In order to accomplish these three objectives, historically the attackers had to devote significant effort to each attack.  That effort imposed a cost/volume trade-off on the attackers.  Describing longline phishing, proofpoint observes:

… today’s advanced phishing tactics may have overcome the cost/volume trade-off. Borrowing tactics from cloud computing and database marketing, attackers are now engaging in industrial-scale phishing attacks that leverage sophisticated customization and delivery techniques.

proofpoint concludes that in longline phishing, the attackers accomplish all three attack objectives — on an industrial scale.

  1. Low Volume.   A single targeted enterprise will see a very small number of emails, however many companies can be targeted at the same time.  Thus, tens of thousand of messages can be sprinkled over many organizations without detection.
  2. Customization.  The attack emails rotate spoofed sending addresses, embedded URL’s and text customization to optimize deception.
  3. Unique Malware. The payloads exploit unpatched security holes and employ polymorphic malware.

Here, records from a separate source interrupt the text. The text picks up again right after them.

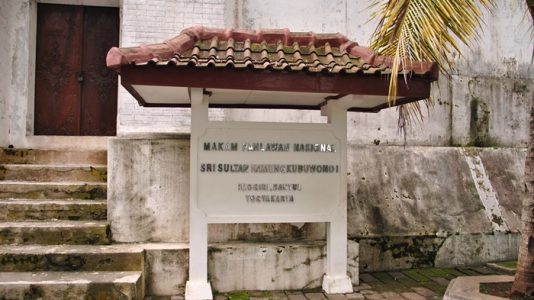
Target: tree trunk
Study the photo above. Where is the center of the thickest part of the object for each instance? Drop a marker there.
(524, 276)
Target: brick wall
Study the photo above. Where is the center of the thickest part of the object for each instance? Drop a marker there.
(146, 22)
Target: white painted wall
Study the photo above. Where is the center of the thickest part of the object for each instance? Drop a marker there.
(14, 68)
(146, 22)
(498, 54)
(497, 70)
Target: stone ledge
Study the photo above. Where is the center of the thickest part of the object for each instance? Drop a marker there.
(468, 287)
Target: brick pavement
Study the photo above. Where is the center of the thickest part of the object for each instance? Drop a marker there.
(413, 284)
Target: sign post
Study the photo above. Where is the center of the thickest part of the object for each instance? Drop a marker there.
(252, 172)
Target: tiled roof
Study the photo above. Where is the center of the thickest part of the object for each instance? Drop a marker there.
(266, 49)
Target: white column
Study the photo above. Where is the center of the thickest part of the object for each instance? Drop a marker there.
(336, 279)
(197, 287)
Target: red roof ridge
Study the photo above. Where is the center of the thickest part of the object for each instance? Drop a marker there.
(189, 36)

proofpoint reviews the ineffectiveness of security defenses and concludes that firms must use big data techniques to apply additional security measures to suspicious emails.

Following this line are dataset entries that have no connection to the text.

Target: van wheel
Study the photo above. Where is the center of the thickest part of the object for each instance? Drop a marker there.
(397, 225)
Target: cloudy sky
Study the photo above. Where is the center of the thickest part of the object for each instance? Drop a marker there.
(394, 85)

At Iconix we agree with proofpoint.  The attackers are clever.  Cyber defense requires that organizations implement many layers of security.  A key layer in that security is the email recipient — the human.  Your personnel will receive malicious emails.  Your security hangs in the balance when an employee decides to click a link or open an attachment.  Telling employees to avoid suspicious emails is good advice.  The attackers use this same guidance — that is why cyberattackers use social engineering to craft emails that are not suspicious. IT must intervene in the email processing decision.  That is the role of SP Guard.  Using SP Guard, IT can determine a list of trusted senders and provide this information to staff at the moment the person is deciding to click or pass.  In the SP Guard environment, staff can easily distinguish a trusted HR email from a spoof HR email.

You can contact us at   408-727-6342,ext 3 or use our online form.


RSA 2013

March 1, 2013

We just attended the RSA Conference 2013 in San Francisco.  The conference presented a vast array of products and technologies to defend systems.

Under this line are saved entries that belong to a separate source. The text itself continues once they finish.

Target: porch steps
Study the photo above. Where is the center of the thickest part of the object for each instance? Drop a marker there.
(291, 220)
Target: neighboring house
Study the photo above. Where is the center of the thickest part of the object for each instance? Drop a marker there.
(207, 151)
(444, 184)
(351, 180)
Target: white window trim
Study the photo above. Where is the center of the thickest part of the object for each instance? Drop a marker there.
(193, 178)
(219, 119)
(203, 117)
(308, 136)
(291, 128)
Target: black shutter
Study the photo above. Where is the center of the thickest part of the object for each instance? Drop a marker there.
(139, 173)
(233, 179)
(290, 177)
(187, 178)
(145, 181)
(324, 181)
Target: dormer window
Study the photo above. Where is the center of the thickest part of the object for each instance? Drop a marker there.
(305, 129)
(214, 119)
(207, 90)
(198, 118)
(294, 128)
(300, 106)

We think the most important security information did not come from the RSA Conference — it came from Mandiant.

mandiant 100 percent

Mandiant’s groundbreaking report APT1 – Exposing One of China’s Cyberespionage Units provides a case study of the process we have termed Chasing What’s Already Gone – the cycle of:

  1. spearphishing attack
  2. unique exploit installation
  3. surreptitious command & control
  4. discovery
  5. remediation
  6. repeat

How did the bad guys respond to the Mandiant report?  They used the report itself as spearphishing bait to deliver exploits!

A small number of well crafted emails will be delivered.  These emails will be specifically written to deceive the recipient into taking an action (most often open an attachment).  These emails will exploit the three factors that drive email interactions:

  • relevance
  • urgency clues
  • recipient habits

As Mandiant makes clear, email weapons are cleverly crafted so that they are NOT suspicious.  The integrity of your systems depends upon the decisions of staff in the face of clever and persistent deception.  Telling employees not to open suspicious attachments, while sound advice, is unhelpful in the face of deceptive emails that are not  suspicious. While all spearphishing emails are deceptive, all deceptive emails are not suspicious.  Avoiding suspicion is the job of the spearphisher.

Employees’ email decisions compromise security.  IT needs to help employees make better email processing decisions.  That is where SP Guard comes into play.  Using SP Guard, IT can determine a list of trusted senders and provide this information to staff.  In the SP Guard environment, staff can easily distinguish a trusted HR email from a spoof HR email.